Always Show Up: Pentland Group & The One That Got Away (2001)

“I had gotten to know the Pentland Group, the British shoe retailer who had invested somewhere around $75,000 into Reebok in the infancy of the company and became the second largest shareholder after the founder. (Talk about timing, Pentland Group eventually took out over $700 million on the company.) Stephen Rubin OBE, the chairman and CEO of Pentland, and I worked on a number of deals, including Speedo when they acquired it.

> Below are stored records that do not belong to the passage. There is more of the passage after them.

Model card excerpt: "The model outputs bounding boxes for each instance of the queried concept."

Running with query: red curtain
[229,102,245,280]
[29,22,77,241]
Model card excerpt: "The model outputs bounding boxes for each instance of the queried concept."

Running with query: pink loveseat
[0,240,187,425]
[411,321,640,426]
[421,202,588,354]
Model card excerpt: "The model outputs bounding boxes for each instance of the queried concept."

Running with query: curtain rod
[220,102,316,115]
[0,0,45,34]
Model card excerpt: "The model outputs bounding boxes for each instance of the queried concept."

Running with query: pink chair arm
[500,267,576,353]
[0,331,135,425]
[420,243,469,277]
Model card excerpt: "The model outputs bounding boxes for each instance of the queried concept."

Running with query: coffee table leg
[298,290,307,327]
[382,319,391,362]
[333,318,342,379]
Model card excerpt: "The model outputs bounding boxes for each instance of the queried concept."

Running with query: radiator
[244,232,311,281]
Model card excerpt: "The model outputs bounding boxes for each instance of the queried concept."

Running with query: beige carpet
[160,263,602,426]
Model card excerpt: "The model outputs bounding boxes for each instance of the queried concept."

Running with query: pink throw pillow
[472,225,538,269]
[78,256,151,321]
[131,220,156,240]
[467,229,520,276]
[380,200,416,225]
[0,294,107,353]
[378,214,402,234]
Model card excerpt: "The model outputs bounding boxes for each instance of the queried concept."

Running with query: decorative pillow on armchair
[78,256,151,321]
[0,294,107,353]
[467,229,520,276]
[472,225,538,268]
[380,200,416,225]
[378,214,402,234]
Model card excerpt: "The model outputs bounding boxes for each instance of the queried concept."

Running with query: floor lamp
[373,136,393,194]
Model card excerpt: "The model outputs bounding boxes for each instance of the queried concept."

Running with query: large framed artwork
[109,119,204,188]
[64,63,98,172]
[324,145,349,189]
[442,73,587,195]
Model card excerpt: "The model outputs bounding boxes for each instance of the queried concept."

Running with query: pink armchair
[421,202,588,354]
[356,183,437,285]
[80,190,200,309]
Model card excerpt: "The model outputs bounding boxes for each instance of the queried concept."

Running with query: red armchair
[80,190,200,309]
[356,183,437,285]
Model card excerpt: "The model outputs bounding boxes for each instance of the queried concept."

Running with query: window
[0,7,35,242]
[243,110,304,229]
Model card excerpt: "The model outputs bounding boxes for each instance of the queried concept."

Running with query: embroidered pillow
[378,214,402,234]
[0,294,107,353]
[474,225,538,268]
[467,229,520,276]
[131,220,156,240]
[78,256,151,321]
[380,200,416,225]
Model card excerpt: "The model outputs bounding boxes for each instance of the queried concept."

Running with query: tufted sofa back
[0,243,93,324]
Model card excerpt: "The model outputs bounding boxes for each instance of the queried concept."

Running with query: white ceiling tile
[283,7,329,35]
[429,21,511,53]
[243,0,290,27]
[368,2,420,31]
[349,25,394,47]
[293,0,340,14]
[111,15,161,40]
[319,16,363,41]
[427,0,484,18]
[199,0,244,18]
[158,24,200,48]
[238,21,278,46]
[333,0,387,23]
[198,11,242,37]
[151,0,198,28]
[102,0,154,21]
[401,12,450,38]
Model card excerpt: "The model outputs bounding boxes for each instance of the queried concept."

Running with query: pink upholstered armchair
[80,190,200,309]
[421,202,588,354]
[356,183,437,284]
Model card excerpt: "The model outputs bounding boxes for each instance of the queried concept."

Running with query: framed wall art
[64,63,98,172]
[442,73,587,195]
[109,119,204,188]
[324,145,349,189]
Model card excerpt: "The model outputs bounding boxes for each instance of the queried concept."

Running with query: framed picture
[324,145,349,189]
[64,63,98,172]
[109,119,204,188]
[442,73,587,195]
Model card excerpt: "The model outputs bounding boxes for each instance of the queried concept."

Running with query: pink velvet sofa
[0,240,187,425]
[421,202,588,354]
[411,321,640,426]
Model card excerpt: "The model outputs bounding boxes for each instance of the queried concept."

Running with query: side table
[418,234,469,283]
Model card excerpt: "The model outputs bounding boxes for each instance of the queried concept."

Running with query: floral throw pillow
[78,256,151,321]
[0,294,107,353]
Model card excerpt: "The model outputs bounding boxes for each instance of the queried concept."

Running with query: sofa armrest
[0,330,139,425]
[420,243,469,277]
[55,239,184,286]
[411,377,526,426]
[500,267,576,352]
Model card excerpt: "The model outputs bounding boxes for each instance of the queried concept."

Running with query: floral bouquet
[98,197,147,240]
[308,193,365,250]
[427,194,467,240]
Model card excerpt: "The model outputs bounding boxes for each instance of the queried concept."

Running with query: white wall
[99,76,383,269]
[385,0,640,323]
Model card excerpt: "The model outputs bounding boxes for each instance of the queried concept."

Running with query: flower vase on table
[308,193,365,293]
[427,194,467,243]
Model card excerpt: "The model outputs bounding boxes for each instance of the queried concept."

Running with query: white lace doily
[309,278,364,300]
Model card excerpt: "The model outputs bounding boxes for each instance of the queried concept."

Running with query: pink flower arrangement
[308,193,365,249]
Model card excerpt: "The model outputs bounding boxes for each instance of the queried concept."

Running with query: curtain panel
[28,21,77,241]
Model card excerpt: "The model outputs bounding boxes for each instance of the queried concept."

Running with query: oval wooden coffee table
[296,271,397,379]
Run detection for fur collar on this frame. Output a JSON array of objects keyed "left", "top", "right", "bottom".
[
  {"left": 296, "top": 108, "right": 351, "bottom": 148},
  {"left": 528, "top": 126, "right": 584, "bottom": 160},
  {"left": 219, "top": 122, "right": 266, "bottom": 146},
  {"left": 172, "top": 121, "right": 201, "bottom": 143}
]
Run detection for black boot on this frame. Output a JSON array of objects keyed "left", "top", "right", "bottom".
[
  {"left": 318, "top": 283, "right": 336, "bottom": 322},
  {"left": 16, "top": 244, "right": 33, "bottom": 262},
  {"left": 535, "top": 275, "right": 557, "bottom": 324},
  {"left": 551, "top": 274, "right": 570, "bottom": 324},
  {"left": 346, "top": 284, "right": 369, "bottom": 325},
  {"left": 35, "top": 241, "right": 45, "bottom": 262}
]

Meanwhile, we were looking at other companies that might be a good fit. Converse was on our radar. The company had gone bankrupt, but the feeling was that it had great potential. So, I went with Rubin’s CFO to attend the bankruptcy auction, and we tried to buy Converse. Unfortunately, Rubin couldn’t come with us. He would have had to fly from London to New York. Ordinarily that wouldn’t have been an issue, but he was sick with a terrible cold. Our authority to bid was limited to a certain number, and the auction was going down to the wire. Though we were right there, people began to outbid us. I tried to get Rubin on the phone in London to get permission to up our number. I called him again and again, but he wouldn’t pick up. Again, he was ill, and with the time difference, he was very likely asleep.

In the end, we only needed about $1 million more than we were authorized to spend, but without Rubin’s go-ahead, we couldn’t do it. And so, Pentland was not the next owner of Converse. It was enormously frustrating. In 2019, Converse had almost $2 billion in sales. So please, do remember the importance of showing up. And, if you absolutely cannot, in instances such as these, do make sure to deputize someone with the proper authority to make a crucial decision at the critical time.”